For underdeveloped troubleshooting questions like this one I want to look at whole log files such as /var/log/syslog.1 or /var/log/kern.log.1, which can be several thousands of lines long.

How should users share this kind of information on Ask Ubuntu?

  • This makes me wonder how we could help users remove or avoid posting sensitive information that could be contained in a log file. (For example, what if the user didn't realize that a program had saved their current latitude & longitude into the log?) I'm always nervous about that sort of thing happening to me. Commented May 17, 2011 at 21:13
  • 1
    @Firefeather This is an important issue. Perhaps we can learn from similar discussions about the collection of sensitive data in Apport.
    – ændrük
    Commented May 17, 2011 at 22:50
  • you mention a very good point. I haven't come across a discussion about sensitive data in Apport bug reporting, but I'm familiar with the warning in the Apport GUI. Do you, by chance, have a link to the discussion (and its possible resolution)? Commented May 19, 2011 at 17:38

4 Answers 4


I suggest using http://paste.ubuntu.com.

  • What is a reasonable upper limit in file size for this utility? My web browser starts to crawl when I copy and paste twenty thousand lines of logs into a text field.
    – ændrük
    Commented May 12, 2011 at 20:51
  • 25k lines were no problem here, but copying from gedit failed, so I opened it in the browser and copied it from there.
    – htorque
    Commented May 12, 2011 at 20:58

In addition to htorque's suggestion of paste.ubuntu.com, I found there is a command line app that can be used to make it easier:

pastebinitInstall pastebinit

It's quite relevant considering ændrük's comment about problems pasting very large log into the browser.

An example:

df -h | pastebinit -b http://paste.ubuntu.com

The only question I have about paste.ubuntu.com is that there is no information about the expiry of the url and no explicit option to make it longer, such as dpaste.

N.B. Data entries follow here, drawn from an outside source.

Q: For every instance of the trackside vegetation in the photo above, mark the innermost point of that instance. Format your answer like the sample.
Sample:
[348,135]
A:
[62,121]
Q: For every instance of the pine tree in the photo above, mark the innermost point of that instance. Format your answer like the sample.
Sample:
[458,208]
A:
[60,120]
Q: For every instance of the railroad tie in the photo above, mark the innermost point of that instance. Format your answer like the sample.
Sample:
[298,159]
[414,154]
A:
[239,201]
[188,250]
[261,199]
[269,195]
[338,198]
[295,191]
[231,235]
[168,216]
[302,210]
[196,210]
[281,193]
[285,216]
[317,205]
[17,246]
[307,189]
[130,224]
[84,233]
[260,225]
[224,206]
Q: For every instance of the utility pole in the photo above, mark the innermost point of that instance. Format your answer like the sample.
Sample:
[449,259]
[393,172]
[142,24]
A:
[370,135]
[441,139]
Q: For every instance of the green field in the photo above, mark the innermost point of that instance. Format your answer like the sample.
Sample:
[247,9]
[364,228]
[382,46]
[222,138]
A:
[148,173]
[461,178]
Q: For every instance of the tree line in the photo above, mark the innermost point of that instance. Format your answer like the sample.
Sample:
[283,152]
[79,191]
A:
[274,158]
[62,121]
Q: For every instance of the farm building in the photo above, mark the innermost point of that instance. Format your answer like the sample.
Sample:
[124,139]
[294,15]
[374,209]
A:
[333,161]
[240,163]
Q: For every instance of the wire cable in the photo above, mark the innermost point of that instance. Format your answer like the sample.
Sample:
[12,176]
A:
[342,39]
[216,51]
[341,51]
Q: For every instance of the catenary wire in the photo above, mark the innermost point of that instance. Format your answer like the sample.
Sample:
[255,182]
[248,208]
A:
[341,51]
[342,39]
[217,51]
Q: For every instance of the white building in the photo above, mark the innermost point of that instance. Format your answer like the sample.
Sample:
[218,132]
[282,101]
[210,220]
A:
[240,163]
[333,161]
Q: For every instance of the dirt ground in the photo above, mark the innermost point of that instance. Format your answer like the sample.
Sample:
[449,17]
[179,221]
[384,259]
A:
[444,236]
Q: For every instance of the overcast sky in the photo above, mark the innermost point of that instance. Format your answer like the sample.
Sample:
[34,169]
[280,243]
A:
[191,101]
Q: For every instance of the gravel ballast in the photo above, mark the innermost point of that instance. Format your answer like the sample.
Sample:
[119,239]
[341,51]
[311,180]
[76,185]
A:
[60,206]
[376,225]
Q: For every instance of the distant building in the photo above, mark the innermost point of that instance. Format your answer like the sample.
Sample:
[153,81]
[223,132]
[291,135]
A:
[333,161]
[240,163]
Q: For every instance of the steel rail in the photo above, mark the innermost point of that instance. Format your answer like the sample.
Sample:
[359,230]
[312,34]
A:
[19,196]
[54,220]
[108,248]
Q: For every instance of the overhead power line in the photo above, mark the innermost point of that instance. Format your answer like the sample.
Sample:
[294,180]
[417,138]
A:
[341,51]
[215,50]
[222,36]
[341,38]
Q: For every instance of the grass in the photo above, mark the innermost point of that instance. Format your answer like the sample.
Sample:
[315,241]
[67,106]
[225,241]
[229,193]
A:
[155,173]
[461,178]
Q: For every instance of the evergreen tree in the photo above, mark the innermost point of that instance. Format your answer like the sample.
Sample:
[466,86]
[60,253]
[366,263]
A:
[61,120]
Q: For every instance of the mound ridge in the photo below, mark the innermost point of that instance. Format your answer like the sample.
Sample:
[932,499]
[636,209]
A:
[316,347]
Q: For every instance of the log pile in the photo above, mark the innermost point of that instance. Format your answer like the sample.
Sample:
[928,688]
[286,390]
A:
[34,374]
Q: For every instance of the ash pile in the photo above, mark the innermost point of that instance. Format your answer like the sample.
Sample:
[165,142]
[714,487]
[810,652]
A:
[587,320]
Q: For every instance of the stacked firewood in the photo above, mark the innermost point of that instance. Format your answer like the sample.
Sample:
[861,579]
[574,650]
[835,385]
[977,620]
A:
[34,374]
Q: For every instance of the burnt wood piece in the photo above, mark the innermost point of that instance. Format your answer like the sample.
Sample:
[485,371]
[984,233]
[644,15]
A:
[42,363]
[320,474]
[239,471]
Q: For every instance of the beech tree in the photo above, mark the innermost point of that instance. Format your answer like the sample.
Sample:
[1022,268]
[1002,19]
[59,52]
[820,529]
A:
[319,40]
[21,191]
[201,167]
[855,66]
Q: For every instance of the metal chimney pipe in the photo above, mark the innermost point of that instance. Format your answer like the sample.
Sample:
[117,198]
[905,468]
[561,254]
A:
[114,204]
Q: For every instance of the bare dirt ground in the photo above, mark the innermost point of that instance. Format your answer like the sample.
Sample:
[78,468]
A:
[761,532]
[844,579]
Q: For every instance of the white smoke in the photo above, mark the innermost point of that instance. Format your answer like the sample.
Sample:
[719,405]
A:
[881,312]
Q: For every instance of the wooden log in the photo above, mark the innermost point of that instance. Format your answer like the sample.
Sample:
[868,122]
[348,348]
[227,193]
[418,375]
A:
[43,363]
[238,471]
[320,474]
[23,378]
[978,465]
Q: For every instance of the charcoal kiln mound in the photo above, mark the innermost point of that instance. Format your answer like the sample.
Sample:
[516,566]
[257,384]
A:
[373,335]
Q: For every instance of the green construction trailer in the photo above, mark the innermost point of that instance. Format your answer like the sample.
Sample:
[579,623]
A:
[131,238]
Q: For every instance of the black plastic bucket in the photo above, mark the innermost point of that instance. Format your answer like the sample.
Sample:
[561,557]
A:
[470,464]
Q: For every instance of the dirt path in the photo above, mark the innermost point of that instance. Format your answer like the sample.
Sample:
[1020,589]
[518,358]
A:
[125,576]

It is generally a bad idea to post enormous log files. Who is going to read an enormous wall of text? It's a disincentive to answering.

Generally, try to post the most relevant section of the log file, then link to the full file elsewhere.

Give it a shot, at least.. since the full file is linked, it's the best of both worlds.

  • 4
    I think a common problem is that for many users finding what's relevant in a wall of (obscure) text is the hard part. Hence wanting to paste up the whole shebang. There's always Ctrl+F to do a quick search once it's been posted to, say, paste.ubuntu.com.
    – boehj
    Commented May 16, 2011 at 2:09
  • 2
    Speaking as an answerer, it takes me a lot more energy to deal with askers who won't post full logs (Post all the lines containing sda. No, not the first five lines, all of them. No, actually I need to see /md. Ok, I see the first symptom, now I need everything before this line. No, that line) than to locate what's wrong in a long log (if I have a chance of knowing the answer). Posting partial logs is like posting partial error messages. Don't do it. Commented May 19, 2011 at 20:15
  • @gilles that's incompatible with our engine; you want 50,000 character log files in every post? Or, worse, just "FIX MY PROBLEM (link to log file)?" No thanks. Commented May 20, 2011 at 3:49

Jeff's point is valid when you know what is the relevant part of the log - but when you don't, it's best to resort to Ubuntu Pastebin to "paste up the whole shebang" as boehj puts it.